Jobs’ Mob released security updates that it says are “recommended for all users” after fixing a pair of security bugs used in active cyberattacks targeting Mac users.

In a security advisory on its website, Apple said it was aware of two vulnerabilities that “may have been actively exploited on Intel-based Mac systems.” The bugs are considered “zero-day” vulnerabilities because they were unknown to Apple when they were exploited.

To fix the bugs, Apple released a software update for macOS and fixes for iPhones and iPads, including users running the older iOS 17 software.

Apple does not say who is targeting Mac users, how many have been targeted, or how many have had their Coldplay collections stolen.

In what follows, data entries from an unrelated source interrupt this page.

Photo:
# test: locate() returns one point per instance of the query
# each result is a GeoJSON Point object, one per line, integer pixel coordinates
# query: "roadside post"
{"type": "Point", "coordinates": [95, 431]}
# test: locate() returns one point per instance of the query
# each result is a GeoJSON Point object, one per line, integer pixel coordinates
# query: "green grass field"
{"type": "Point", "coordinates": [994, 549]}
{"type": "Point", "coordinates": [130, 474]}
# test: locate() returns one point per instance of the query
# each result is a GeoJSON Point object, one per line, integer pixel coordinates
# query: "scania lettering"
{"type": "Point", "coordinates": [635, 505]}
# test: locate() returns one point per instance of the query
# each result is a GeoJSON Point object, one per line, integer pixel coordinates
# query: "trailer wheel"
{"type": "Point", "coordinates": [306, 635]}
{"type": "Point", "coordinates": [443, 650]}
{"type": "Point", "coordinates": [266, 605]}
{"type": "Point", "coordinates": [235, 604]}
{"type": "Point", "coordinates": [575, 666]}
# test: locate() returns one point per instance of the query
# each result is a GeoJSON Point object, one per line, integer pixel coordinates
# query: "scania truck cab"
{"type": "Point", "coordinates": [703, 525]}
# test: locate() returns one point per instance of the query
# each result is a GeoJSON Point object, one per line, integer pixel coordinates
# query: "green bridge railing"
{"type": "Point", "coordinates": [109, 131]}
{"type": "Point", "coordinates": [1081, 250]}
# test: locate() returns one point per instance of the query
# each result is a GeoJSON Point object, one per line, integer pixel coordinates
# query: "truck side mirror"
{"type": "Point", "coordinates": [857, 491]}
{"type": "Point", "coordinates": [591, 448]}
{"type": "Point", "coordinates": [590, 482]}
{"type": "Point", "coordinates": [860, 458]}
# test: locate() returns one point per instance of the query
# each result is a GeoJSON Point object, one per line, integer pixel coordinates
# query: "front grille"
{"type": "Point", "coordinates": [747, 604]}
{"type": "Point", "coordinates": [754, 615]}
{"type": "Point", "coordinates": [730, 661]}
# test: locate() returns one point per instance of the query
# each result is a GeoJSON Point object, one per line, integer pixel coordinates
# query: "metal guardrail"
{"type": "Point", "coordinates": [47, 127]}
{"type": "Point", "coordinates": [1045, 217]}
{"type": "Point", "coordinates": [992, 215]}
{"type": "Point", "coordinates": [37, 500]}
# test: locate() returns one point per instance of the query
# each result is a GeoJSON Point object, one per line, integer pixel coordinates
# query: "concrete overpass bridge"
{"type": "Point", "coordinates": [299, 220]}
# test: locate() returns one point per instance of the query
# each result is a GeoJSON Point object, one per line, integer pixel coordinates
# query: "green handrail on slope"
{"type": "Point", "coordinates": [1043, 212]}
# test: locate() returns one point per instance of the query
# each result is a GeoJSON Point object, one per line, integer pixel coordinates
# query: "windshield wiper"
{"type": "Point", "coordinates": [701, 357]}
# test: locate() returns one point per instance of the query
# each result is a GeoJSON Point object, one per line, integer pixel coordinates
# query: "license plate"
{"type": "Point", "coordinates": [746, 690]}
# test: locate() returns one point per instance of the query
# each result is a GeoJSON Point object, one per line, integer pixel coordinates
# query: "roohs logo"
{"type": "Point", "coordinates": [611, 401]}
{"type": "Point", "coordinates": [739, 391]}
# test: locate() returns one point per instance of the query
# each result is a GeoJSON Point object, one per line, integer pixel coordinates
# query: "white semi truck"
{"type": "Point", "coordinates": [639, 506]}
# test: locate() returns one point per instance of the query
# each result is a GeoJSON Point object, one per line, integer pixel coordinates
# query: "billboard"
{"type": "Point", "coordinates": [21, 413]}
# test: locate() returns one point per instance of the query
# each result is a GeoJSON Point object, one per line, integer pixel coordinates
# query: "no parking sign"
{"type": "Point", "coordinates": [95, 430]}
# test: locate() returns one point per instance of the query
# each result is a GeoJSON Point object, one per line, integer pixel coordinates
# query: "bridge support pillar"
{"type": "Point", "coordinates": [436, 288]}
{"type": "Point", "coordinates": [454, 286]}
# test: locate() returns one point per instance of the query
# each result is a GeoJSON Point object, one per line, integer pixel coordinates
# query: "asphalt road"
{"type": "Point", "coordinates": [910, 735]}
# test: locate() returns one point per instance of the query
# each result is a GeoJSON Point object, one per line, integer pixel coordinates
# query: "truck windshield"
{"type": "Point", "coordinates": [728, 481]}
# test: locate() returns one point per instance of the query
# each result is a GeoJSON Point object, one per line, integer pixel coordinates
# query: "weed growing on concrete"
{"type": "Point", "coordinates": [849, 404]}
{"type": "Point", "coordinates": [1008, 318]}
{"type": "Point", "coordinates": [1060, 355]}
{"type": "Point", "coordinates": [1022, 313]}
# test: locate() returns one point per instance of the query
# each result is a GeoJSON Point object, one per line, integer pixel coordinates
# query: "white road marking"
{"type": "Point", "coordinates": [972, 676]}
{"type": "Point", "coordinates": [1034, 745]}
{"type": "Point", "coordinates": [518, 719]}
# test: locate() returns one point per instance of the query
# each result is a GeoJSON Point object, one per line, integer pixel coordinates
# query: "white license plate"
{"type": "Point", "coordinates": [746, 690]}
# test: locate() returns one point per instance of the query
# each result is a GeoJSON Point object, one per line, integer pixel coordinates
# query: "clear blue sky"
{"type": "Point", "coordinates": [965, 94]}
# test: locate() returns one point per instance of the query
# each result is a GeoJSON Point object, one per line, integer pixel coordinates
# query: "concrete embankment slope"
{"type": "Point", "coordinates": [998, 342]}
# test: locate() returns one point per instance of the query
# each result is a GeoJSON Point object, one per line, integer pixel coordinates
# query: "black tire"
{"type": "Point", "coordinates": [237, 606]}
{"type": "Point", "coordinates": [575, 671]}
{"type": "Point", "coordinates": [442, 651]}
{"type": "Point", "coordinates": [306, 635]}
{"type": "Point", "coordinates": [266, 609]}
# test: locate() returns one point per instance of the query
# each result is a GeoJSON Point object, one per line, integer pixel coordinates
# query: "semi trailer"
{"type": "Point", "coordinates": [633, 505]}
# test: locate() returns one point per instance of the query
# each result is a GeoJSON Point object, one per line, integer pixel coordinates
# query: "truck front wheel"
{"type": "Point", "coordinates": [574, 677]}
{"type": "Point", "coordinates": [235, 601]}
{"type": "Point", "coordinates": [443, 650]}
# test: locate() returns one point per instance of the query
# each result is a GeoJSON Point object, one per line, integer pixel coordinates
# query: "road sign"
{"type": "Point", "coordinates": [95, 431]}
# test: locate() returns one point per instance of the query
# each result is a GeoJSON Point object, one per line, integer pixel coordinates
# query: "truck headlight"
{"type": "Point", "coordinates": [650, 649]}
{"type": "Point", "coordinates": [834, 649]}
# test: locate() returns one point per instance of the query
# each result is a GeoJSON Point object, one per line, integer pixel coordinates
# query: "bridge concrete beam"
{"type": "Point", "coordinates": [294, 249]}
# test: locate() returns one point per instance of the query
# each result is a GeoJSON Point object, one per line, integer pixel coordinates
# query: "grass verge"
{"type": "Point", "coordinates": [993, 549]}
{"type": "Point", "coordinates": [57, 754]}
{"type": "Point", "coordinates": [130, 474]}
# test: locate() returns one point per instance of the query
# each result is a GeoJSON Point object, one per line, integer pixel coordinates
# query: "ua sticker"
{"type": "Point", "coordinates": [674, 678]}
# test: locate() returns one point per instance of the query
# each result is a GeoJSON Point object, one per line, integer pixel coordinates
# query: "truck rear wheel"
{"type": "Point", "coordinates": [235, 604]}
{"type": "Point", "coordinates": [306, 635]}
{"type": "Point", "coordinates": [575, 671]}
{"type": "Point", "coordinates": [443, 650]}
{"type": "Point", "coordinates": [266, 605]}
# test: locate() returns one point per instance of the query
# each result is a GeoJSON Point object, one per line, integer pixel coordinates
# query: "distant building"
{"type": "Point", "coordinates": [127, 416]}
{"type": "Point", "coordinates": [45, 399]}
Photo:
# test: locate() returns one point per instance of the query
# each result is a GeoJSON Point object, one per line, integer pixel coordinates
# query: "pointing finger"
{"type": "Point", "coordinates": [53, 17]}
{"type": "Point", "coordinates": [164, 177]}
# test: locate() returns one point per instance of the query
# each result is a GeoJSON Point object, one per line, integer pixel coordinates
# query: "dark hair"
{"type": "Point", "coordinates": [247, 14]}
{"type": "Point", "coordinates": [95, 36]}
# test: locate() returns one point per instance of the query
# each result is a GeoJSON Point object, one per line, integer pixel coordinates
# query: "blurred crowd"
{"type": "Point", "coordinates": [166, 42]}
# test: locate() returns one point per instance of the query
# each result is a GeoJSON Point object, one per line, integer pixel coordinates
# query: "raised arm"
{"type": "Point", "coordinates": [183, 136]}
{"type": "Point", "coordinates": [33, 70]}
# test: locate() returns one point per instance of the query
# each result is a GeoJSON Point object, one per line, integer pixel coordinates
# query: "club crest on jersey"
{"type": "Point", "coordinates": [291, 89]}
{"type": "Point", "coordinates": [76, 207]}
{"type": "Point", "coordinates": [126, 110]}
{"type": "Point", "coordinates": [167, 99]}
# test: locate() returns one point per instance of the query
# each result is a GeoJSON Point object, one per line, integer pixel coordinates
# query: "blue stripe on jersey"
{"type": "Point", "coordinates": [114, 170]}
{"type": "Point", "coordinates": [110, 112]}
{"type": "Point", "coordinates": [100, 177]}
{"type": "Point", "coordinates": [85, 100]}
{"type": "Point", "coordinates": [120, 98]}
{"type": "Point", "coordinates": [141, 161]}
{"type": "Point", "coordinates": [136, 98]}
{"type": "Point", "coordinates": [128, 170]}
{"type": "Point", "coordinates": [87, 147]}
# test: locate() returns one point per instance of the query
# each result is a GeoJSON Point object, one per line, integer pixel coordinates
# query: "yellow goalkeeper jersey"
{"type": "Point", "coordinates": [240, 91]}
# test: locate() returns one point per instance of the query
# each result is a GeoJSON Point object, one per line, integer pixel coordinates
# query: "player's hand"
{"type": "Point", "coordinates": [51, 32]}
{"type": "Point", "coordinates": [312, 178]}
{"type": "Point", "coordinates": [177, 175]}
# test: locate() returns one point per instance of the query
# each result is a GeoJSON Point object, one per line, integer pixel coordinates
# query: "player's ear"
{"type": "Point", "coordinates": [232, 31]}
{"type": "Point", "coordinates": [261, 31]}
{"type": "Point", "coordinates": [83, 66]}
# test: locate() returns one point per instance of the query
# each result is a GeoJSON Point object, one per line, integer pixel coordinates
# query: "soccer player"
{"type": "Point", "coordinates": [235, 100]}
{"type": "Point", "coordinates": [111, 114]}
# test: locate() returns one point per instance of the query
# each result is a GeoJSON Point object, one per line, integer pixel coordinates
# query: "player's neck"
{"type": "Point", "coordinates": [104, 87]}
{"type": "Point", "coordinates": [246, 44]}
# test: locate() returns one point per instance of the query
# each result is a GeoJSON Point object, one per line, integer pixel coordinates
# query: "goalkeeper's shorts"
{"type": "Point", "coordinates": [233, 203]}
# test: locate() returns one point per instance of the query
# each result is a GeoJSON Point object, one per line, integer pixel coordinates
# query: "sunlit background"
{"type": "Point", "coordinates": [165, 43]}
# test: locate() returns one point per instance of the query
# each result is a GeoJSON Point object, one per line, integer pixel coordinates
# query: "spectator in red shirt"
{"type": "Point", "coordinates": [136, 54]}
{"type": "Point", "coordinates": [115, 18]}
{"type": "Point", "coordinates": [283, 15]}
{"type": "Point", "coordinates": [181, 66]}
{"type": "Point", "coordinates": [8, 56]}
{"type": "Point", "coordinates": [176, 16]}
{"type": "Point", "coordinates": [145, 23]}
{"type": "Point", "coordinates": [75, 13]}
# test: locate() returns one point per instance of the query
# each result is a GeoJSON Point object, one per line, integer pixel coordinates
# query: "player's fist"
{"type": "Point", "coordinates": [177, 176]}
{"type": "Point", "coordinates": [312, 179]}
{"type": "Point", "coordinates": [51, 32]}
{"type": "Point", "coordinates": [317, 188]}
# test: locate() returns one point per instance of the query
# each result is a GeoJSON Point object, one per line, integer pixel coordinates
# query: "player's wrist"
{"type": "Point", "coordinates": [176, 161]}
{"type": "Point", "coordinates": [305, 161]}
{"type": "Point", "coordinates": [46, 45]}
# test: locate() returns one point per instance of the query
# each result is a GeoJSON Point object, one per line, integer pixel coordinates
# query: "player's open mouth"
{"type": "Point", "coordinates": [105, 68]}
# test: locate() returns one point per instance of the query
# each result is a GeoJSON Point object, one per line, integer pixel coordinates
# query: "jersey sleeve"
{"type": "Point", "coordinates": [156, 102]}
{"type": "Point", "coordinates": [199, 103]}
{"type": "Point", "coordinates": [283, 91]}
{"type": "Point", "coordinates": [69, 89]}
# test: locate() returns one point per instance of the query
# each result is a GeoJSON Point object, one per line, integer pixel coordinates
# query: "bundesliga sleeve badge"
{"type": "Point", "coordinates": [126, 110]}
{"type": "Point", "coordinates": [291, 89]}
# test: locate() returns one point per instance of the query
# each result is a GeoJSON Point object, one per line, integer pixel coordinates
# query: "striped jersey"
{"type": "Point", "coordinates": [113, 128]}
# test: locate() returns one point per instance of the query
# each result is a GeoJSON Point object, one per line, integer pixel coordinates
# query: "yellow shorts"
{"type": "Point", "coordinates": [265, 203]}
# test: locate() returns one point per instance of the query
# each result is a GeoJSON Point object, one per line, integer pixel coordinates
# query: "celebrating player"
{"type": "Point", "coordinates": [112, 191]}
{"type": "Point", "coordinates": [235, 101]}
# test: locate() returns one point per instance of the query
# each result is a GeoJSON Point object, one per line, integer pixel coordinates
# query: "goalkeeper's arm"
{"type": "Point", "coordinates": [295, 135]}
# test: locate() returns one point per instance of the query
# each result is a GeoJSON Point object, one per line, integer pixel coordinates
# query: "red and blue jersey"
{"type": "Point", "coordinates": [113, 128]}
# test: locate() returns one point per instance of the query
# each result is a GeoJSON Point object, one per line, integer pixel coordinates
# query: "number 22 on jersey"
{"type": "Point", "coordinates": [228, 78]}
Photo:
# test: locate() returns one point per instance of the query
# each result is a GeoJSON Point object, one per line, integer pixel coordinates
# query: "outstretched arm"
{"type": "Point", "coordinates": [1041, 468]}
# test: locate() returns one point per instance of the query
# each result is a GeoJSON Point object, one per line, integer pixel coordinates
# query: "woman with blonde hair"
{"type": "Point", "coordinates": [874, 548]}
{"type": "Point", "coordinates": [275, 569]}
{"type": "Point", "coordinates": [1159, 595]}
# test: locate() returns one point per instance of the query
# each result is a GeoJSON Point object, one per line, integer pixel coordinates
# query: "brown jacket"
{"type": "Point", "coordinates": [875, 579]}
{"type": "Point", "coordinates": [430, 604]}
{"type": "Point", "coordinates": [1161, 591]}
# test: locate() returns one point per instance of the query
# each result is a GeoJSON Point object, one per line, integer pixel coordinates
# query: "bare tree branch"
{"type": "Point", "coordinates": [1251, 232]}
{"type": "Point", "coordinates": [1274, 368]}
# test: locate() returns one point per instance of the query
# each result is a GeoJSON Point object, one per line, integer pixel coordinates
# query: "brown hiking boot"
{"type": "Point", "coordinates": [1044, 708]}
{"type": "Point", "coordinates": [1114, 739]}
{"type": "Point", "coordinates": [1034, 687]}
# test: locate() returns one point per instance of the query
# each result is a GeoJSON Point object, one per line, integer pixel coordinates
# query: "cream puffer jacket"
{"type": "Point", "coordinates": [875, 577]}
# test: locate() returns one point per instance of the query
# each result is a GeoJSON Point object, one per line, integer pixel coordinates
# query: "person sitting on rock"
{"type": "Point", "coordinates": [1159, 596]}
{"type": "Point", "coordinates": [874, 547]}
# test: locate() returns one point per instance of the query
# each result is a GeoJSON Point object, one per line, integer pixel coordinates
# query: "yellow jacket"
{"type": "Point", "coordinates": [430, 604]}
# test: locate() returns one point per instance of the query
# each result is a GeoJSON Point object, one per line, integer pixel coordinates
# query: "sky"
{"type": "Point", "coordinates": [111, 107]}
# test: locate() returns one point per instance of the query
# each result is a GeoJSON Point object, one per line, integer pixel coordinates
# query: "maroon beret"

Job’s Mob were blissfully unaware of the problem and had to be told by security researchers at Google’s Threat Analysis Group.

Apple said the vulnerabilities relate to WebKit and JavaScriptCore, the web engines that power the Safari browser and run web content. Malicious hackers frequently target WebKit for vulnerabilities, which they use to break into the device’s software and tap into the user’s private data.

The security advisory says the bugs can be exploited by tricking vulnerable Apple devices into processing maliciously crafted web content, such as a website or email, to trigger arbitrary code execution. This can allow malware to be planted on a target’s device. Users should update their iPhones, iPads, and Macs immediately.